Magnetic Resonance Imaging is a test that uses powerful magnets, radio waves, and a computer to make detailed pictures inside your body.

Your doctor can use this test to diagnose you or to see how well you've responded to treatment. Unlike X-rays and CT scans, an MRI doesn't use radiation.

An MRI helps a doctor diagnose a disease or injury, and it can monitor how well you’re doing with a treatment. MRIs can be done on different parts of your body.

As in other instrumental studies, an MRI study has some restrictions that are absolute and relative. The most important limitation is metals in the body, such as deformations of unknown origin, metal implants.

Absolute restrictions include ear implants and pacemakers. It is important that newly created pacemakers using new technologies allow patients to undergo MRI examination.

Absolute restriction is patient’s high weight, as device manufacturers place some restrictions on the weight and height of the patient.

Relative restrictions include claustrophobia, the first trimester of pregnancy and the patient’s severe condition.

As for dental implants, their presence is not a limitation to MRI research, but in some cases, implants can cause serious artifacts. The same applies to the coronary arteries. Therefore, before the survey, the patient should submit the medical documents of the stents in order to assess when, where and how many stents were placed, and whether this is a limitation to the examination.

Thus, before starting the study, the patient must inform the doctor about the metal present in his/her body, and then only decide the feasibility of the study.
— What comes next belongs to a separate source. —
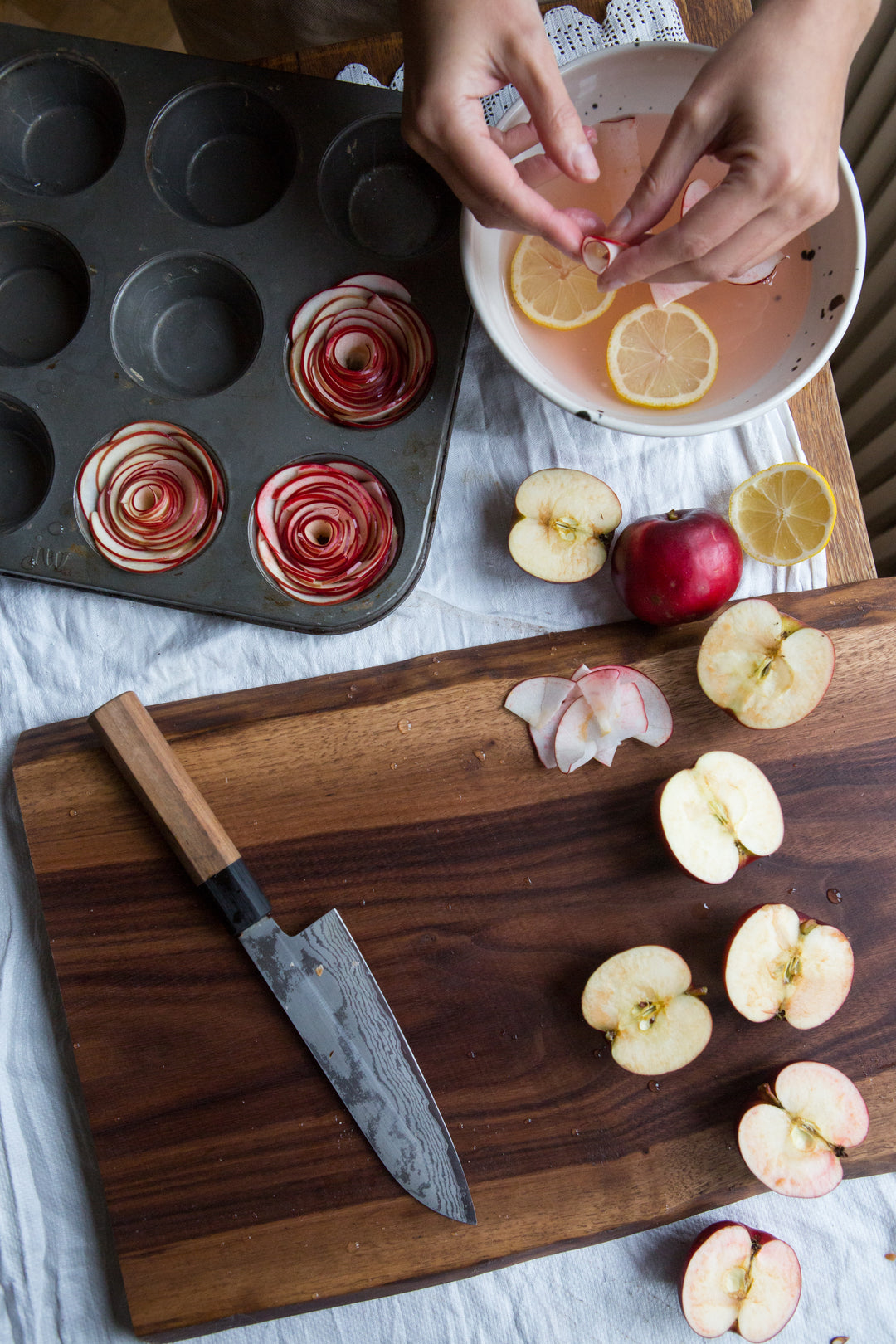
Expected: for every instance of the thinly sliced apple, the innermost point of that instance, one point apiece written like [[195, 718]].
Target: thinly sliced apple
[[598, 253], [738, 1278], [794, 1142], [606, 714], [618, 155], [719, 816], [782, 965], [542, 700], [765, 667], [644, 1001], [586, 717], [564, 523]]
Computed tomography (CT) is a diagnostic imaging test used to create detailed images of internal organs, bones, soft tissue and blood vessels. The cross-sectional images generated during a CT scan can be reformatted in multiple planes, and can even generate three-dimensional images which can be viewed on a computer monitor, printed on film or transferred to electronic media. CT scanning is often the best method for detecting many different cancers since the images allow your doctor to confirm the presence of a tumor and determine its size and location. CT is fast, painless, noninvasive and accurate. In emergency cases, it can reveal internal injuries and bleeding quickly enough to help save lives.
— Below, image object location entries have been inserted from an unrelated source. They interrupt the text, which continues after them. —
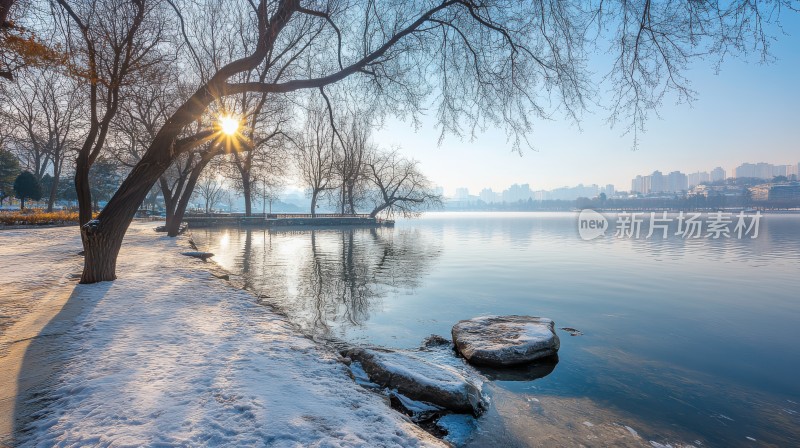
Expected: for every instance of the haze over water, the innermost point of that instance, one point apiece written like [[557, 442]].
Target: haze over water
[[690, 339]]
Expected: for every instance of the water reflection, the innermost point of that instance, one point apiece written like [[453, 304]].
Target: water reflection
[[683, 339]]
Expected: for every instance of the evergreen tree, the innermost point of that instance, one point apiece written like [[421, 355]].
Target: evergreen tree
[[9, 170]]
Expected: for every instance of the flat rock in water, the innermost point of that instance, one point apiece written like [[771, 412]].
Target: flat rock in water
[[420, 380], [505, 340]]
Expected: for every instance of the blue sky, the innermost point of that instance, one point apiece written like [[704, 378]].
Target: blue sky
[[749, 112]]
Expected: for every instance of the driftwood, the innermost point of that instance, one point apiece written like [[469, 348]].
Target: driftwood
[[196, 254]]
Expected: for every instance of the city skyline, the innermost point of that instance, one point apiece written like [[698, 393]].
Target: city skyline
[[668, 185]]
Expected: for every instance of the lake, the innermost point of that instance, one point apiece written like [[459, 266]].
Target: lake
[[684, 340]]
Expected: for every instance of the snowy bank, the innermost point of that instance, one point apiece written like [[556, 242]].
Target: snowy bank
[[170, 355]]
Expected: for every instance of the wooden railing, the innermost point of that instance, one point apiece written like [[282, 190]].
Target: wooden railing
[[276, 215]]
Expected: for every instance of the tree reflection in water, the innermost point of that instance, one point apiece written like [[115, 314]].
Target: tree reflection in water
[[327, 280]]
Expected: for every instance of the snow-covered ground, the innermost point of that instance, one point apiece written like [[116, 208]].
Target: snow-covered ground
[[168, 355]]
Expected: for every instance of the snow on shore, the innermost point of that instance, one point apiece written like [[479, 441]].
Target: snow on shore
[[168, 355]]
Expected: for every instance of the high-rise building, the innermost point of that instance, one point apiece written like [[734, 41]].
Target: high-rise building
[[676, 182], [517, 192], [657, 182], [462, 193]]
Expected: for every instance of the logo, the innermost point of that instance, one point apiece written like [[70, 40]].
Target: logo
[[591, 224]]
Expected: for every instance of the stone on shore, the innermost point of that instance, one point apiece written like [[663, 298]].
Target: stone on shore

Computed tomography of the abdominal cavity is one of the most frequently performed studies. Due to the high resolution of the computed tomography method, the use of scanning algorithms with very multiple sections, you can see changes in size from a few millimeters and identify pathological processes at a minimal stage. Abdominal CT is prescribed in case of complaints in the gastrointestinal tract, liver, gallbladder and biliary tract, pancreas, spleen, intestines. Complaints can be in the form of pain, colic, fever and sudden weight loss. A CT scan is also shown if another study has been conducted, for example, an ultrasound scan and a suspicious area has been identified that needs to be investigated in detail.
If during the study a suspicious zone or tumor is detected, intravenous bolus contrasting is used to more accurately assess the condition of organs and tissues, identify pathological changes in them and conduct a possible differential diagnosis of the nature of the changes detected.